Toplumdaki diğer kişiler ile eşit koşullarda yaşamadığı düşünülen belli gruplar "AYRIMCILIK"ın, çeşitli ayrıcalıklar tanıyarak onları destekleme "POZİTİF AYRIMCILIK"ın net ifadesidir. Elbette bu tanıma çeşitli eklentiler yapılabilir, "düşünülen belli gruplar"ın ve "çeşitli ayrıcalıklar"ın "kimler" ve "neler" oldukları sıralanabilir. Fakat onlar ikincil ayrıntıdan ibarettir..

Burada önemli olan; bu işi (pozitif ayrımcılığı) kimin yapacağıdır. Doğal olarak, zayıfın şişmanı desteklemesi düşünülemez! Şişmanın zayıfı desteklemesi ise kişilerin inisiyatifine bırakılmayacak kadar hassas bir konudur. İşte burada devlet/kamu yönetimi devreye girer. Desteklemenin hakkaniyete uygun/adil yapılabilmesi ancak bu sayede gerçekleşir.

Devleti/kamu yönetimini oluşturan organlar/kişiler ne kadar çağdaş dünyaya, akla ve mantığa + bilime uygun davranmayı becerebilirlerse; "pozitif ayrımcılık" o kadar başarılı olur! Ama her ikisi de hayatın gerçekliğidir. İkisinin de olmadığı bir dünya düşlersek, başka bir dünya aramalıyız. ;)

Şubat 2007
 
Başka bir dünyada ortak paydalar yaratır mıyız üstadım...Mülkiyet kavramı kalkmadan sanırım bu sorun devam edecektir
 
Yazılarıma yıllar sonra cevap almak heyecanlandırıyor yav:eek: Sağolasın:)

İstanbul taksicilerini argosu sandığım bir söz öbeği var: Başka İstanbul yok!

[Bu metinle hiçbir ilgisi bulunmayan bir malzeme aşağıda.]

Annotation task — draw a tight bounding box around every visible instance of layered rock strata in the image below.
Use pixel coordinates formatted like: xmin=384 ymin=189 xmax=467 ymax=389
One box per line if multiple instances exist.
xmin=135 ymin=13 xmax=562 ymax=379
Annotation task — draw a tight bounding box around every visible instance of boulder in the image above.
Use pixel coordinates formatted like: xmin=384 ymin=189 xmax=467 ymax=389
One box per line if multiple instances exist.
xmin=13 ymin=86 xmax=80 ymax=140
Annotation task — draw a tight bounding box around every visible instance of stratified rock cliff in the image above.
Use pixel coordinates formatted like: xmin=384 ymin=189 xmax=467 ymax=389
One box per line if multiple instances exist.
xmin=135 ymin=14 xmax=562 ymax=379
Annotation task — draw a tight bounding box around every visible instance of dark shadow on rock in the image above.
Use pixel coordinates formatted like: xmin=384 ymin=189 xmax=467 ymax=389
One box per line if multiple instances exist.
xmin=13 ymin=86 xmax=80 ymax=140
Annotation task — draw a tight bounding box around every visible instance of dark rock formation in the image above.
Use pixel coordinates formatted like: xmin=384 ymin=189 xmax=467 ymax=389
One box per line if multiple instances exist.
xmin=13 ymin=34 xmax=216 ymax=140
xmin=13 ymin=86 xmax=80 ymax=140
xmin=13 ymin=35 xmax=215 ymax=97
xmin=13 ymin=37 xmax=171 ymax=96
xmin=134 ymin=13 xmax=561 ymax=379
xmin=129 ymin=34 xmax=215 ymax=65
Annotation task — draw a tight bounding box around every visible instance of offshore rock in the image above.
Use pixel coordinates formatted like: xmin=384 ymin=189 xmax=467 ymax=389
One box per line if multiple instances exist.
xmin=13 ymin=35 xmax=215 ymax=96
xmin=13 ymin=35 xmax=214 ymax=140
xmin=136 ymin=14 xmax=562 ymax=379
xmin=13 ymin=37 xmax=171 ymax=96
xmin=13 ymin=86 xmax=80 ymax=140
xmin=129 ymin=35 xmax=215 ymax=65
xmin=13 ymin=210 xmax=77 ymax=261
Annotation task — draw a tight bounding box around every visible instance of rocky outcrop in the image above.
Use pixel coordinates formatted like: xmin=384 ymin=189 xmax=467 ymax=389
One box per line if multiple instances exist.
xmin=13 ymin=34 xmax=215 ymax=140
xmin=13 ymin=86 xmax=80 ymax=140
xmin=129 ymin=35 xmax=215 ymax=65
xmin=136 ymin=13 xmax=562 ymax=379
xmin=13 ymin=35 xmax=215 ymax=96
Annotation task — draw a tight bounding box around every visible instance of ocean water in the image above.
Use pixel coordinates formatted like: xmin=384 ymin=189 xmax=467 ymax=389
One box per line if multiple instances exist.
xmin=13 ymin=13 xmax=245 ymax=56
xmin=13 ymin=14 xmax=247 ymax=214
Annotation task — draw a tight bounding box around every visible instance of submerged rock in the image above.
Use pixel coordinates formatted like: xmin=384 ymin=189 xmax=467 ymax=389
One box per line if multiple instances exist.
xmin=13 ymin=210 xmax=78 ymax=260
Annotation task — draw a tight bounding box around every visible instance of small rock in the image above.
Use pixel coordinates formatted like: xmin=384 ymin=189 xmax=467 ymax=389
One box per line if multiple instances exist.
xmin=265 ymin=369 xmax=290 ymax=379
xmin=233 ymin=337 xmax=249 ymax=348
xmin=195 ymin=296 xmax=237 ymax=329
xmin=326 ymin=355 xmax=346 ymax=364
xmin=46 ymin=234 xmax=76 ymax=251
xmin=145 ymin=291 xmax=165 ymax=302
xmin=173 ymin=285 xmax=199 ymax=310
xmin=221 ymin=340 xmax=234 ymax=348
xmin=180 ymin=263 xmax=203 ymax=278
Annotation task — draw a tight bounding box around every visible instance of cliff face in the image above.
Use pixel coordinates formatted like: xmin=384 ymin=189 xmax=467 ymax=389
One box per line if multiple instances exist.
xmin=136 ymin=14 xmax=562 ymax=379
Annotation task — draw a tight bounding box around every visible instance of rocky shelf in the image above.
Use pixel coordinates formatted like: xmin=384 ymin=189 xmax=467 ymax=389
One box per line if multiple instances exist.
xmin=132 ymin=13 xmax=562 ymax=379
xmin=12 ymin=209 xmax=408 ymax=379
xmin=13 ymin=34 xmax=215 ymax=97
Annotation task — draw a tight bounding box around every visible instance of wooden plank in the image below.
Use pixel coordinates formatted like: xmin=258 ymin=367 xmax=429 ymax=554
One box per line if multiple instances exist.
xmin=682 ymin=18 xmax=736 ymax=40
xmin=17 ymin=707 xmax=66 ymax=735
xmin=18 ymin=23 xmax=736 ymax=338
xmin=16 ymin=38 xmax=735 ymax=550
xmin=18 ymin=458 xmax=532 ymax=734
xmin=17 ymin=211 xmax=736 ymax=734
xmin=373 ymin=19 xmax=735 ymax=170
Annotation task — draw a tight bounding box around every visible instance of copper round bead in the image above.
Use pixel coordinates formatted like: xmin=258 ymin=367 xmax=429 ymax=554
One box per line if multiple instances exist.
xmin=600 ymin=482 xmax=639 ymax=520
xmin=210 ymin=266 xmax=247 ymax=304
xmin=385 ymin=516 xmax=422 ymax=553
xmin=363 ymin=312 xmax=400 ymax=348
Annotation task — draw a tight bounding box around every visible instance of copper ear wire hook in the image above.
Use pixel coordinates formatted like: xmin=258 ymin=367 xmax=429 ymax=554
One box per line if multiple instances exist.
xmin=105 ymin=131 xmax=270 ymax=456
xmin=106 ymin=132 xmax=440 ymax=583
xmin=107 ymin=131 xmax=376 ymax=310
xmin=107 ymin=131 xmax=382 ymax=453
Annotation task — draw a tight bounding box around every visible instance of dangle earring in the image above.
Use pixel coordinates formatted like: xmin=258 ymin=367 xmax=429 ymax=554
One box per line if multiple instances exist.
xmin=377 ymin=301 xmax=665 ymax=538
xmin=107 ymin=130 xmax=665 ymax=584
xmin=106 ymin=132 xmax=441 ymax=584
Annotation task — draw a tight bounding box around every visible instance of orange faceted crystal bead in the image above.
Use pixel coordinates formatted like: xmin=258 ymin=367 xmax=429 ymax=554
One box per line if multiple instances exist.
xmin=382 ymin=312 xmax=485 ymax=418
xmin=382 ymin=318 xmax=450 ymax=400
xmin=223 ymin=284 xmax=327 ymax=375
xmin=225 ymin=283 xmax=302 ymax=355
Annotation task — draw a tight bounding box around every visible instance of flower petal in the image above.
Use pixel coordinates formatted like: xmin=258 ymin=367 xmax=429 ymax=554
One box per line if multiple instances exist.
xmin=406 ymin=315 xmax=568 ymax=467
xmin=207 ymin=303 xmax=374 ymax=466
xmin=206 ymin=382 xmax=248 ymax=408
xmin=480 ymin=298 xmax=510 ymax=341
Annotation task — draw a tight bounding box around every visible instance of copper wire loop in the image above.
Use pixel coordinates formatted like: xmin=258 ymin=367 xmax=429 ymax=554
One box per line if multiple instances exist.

Başka dünya da yok! En azından gidip yaşayabileceğimiz, giderken kendimizi de götürmeyeceğimiz bir dünya yok!

O nedenle ayrımcılık da, pozitif ayrımcılık da, çelişkiler de, neden oldukları mücadeleler/kavgalar da hep ama hep devam edecektir!

Mülkiyet kavramı da kalkmayacaktır! Ama kalkması için uğrunda mücadele bile başlı başına bir olay, bir keyiftir!!:)

[SIZE="1"]Not: Ötekileşme başlığındaki sorularını unutmuş değilim. ;) Biraz mola verdim sadece ona..[/SIZE]
 
"İstanbul taksicilerini argosu sandığım bir söz öbeği var: Başka İstanbul yok!"bana gençliğimi hatırlattı .Ayrıma kurban verilen tohumlar elbet başağa dönüşecektir.Çelişkiler olsun elbet devinim gerek:)
sorularımın cevaplarını unuttuğunuzu hiç düşünmedim üstadım
 
yaşadığımız olaylar üzerine önceden yapmadığımız ayrımı mı belli olayları yaşadıktan sonra mı yapıyoruz...hangi pencereden baktığımız önemli sanırım
 
Biraz daha açabilir misin Öykücüm, somut örnekler sunsan.. Biraz anlama sorunum var heralde bugünlerde :eek:
 
1-sonradan engelli olan bir bireyin bakış açısının değişimi...önceden ayrım yaptığını varsayarsak ve sonradan engelli olduğunu düşünürsek bakış açısı değişir

2-Engelli olan bireylerin kendi engellerini diğer engellilerin engelleri ile karılaştırıp kendisini daha iyi hissetmesi de ayrımcılıktır...Başkasına göre değildir yani olmayabilir

3-sitemizde bazı tartışmalar içinde bile aklıma ilk gelen engelli engelli evliliği ya da engelli engelsiz evliliği bakış açısına göre değişiyor...O zaman hangi kesim ayrım noktasını belirler(hatta engelli engelli evliliğinde bir tarafın engelinin daha az olmasının istenmesi ayrım mıdır değil midir...)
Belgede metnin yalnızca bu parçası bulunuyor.